Selecting appropriate designs and comparison conditions in repetition paradigms

Abstract

The studies described by Vogels (this issue) demonstrate the complexity of repetition effects in the visual processing stream. In addition to signal suppression, findings of inherited effects from earlier processing, and discrepancies between the stimulus selectivity of cells before and after repetition, have informed the inferences that can be drawn from measures over larger scales such as functional magnetic resonance imaging (fMRI) or electroencephalography (EEG). This work also demonstrates that integration of evidence across recording methods is vital for understanding repetition effects in the brain. It is however difficult to integrate evidence across different recording methods and repetition paradigms. At the crux of this difficulty is the selection of comparison or unrepeated stimulus conditions within paradigms, which influence the observed strength, selectivity and even direction of repetition effects. This viewpoint highlights prevalent methodological issues with regard to repeated-unrepeated stimulus comparisons: inherited adaptation, stimulus specific expectations, concurrent memory retrieval, stimulus novelty and familiarity, attention, and changes in neuronal selectivity with repetition. The extent to which current conflicting and uncertain findings are due to selection of unrepeated stimulus conditions is unknown, but needs to be addressed to develop models of repetition spanning recording methods and repetition paradigms.

Introduction

Repetition of a stimulus leads to prior exposure-dependent changes in response properties of cortical neurons, widely known as repetition suppression (Desimone, 1996, Ringo, 1996) or adaptation (Kohn, 2007). Repetition suppression is defined as a stimulus-specific reduction in neuronal activity (e.g., neuronal firing rate, functional magnetic resonance imaging (fMRI) blood-oxygen-level dependent (BOLD) signal or scalp-recorded potential) to repeated compared to unrepeated stimuli (Grill-Spector, Henson, & Martin, 2006; depicted in Fig. 1a). In a small number of cases stimulus repetition can also lead to an increase in a measure of neuronal activity, termed repetition enhancement (Henson et al., 2000, James et al., 2000, Segaert et al., 2013). Adaptation occurs with stimulus repetition but indexes a more diverse array of effects than repetition suppression, including changes in response magnitude and the shape and width of tuning curves to stimulus features (Kohn, 2007, Wissig and Kohn, 2012). These adaptation effects can vary over the time course of a neuron's response, and the time window of analysis can be crucial to delineate adaptation effects in the initial part of the response (e.g., Kaliukhovich and Vogels, 2012, Liu et al., 2009) from later effects of adaptation on intracortical interactions (Patterson, Wissig, & Kohn, 2013) or prediction-related suppression of neuronal activity (Grotheer and Kovács, 2015, Summerfield et al., 2011, Todorovic and de Lange, 2012).

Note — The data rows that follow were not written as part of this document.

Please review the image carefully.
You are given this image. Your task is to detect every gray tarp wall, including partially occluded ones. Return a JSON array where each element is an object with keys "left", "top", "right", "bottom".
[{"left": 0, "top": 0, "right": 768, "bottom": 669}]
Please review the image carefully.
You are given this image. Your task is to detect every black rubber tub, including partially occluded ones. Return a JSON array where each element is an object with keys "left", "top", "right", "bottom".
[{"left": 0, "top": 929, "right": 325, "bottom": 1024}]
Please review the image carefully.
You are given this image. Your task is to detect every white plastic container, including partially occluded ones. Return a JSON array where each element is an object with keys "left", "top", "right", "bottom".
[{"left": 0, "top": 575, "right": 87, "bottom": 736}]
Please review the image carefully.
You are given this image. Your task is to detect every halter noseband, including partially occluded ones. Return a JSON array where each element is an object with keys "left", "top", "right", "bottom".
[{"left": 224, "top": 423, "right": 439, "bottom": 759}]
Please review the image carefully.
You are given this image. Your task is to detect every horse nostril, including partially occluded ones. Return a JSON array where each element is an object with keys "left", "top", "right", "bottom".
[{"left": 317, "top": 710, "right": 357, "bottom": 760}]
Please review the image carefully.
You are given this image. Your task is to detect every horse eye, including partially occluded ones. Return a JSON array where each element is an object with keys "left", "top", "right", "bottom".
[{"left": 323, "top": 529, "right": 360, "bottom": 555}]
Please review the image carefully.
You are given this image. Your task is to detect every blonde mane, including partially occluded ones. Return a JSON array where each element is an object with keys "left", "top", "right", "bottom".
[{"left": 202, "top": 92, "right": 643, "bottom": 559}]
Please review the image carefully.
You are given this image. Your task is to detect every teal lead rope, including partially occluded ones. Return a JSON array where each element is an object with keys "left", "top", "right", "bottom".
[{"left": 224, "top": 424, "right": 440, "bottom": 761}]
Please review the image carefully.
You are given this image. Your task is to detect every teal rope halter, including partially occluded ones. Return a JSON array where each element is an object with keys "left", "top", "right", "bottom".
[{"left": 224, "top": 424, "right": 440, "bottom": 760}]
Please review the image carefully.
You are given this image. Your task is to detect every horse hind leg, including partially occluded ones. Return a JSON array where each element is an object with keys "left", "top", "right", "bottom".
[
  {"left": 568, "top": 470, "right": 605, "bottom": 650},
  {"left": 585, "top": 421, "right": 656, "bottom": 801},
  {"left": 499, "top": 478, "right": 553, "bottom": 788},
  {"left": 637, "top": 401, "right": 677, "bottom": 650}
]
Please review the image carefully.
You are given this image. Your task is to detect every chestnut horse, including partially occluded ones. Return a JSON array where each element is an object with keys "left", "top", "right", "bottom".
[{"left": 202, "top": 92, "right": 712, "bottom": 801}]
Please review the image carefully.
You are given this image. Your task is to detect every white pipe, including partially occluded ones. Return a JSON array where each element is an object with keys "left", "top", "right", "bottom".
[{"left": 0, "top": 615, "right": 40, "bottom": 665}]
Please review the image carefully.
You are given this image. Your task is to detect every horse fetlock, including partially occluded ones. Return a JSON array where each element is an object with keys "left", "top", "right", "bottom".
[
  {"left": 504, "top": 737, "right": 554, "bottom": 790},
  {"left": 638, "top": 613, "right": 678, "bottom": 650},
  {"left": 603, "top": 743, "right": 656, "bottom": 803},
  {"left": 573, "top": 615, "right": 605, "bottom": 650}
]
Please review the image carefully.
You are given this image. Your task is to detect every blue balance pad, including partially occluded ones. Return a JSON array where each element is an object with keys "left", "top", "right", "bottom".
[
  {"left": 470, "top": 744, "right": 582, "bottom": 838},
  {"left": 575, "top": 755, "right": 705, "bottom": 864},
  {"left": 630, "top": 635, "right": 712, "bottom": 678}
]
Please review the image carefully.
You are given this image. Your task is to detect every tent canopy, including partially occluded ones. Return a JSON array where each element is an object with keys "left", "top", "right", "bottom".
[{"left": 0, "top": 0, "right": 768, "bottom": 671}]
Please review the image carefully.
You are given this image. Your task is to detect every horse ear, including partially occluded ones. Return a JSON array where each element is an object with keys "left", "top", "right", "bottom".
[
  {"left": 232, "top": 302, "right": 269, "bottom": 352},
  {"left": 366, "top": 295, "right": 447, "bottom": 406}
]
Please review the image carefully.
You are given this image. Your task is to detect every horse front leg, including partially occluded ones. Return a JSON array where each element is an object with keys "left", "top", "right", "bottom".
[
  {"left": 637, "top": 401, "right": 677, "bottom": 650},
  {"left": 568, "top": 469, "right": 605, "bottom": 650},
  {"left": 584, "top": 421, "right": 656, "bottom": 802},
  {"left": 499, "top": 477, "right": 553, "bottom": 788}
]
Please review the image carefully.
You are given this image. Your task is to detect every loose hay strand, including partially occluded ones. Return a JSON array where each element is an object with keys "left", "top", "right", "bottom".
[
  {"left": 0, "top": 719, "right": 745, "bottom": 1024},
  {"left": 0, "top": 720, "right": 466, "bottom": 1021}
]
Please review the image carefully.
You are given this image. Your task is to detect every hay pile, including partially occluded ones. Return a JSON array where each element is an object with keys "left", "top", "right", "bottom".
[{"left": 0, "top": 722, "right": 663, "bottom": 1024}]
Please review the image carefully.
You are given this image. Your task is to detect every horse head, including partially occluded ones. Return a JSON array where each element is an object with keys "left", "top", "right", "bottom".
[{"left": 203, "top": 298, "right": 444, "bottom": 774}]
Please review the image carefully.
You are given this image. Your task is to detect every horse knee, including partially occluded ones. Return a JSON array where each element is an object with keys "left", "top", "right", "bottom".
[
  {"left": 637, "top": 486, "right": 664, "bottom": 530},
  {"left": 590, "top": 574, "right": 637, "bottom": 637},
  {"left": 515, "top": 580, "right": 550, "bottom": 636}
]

The studies summarized in Vogels (2016) have greatly influenced our understanding of the complex array of repetition effects in the visual system. Several key experiments (De Baene and Vogels, 2010, Sawamura et al., 2006) have found not only increases or decreases in neuronal activity with repetition, but also inherited effects from earlier visual processing and changes in the stimulus-selectivity of neurons. These results have provided valuable information about the inferences that can be drawn from repetition effects observed using fMRI BOLD or electroencephalography (EEG)/magnetoencephalography (MEG). They also demonstrate that careful integration of evidence across recording methods is necessary to understand repetition effects, given the differential sensitivity of each recording method to different aspects of neuronal activity (Logothetis, 2008). In this sense, each recording method provides a “piece of the puzzle”, in which suppression in one measure may even co-occur with enhancement in another (De Baene and Vogels, 2010, Stopfer and Laurent, 1999).

These studies also remind us that repetition-induced suppression or enhancement is a change measure and therefore inherently relies on a comparison condition: the response to an equivalent unrepeated stimulus. The unrepeated stimulus condition dictates the detection of repetition-specific suppression/enhancement separate from other phenomena such as changes in attention and expectation (Kovács & Vogels, 2014). A significant challenge in harmonizing evidence across studies and measures of neuronal activity stems from the different paradigms, featuring different unrepeated stimulus conditions, which are used to define repetition effects. The choice of unrepeated stimulus condition guides the interpretability, strength, specificity and possibly even direction of the effect.

This viewpoint focuses on factors relevant to repeated-unrepeated stimulus comparisons in adaptation and repetition paradigms. Firstly, general issues relating to repeated-unrepeated stimulus comparisons in repetition paradigms are identified. Following this, the basic versions of major paradigms in the field are evaluated according to advantages and disadvantages of the unrepeated stimulus condition choice. This viewpoint concludes with a discussion of how confounding factors differ across paradigms, and ways to investigate the influences of confounding factors on existing reports of repetition-specific effects.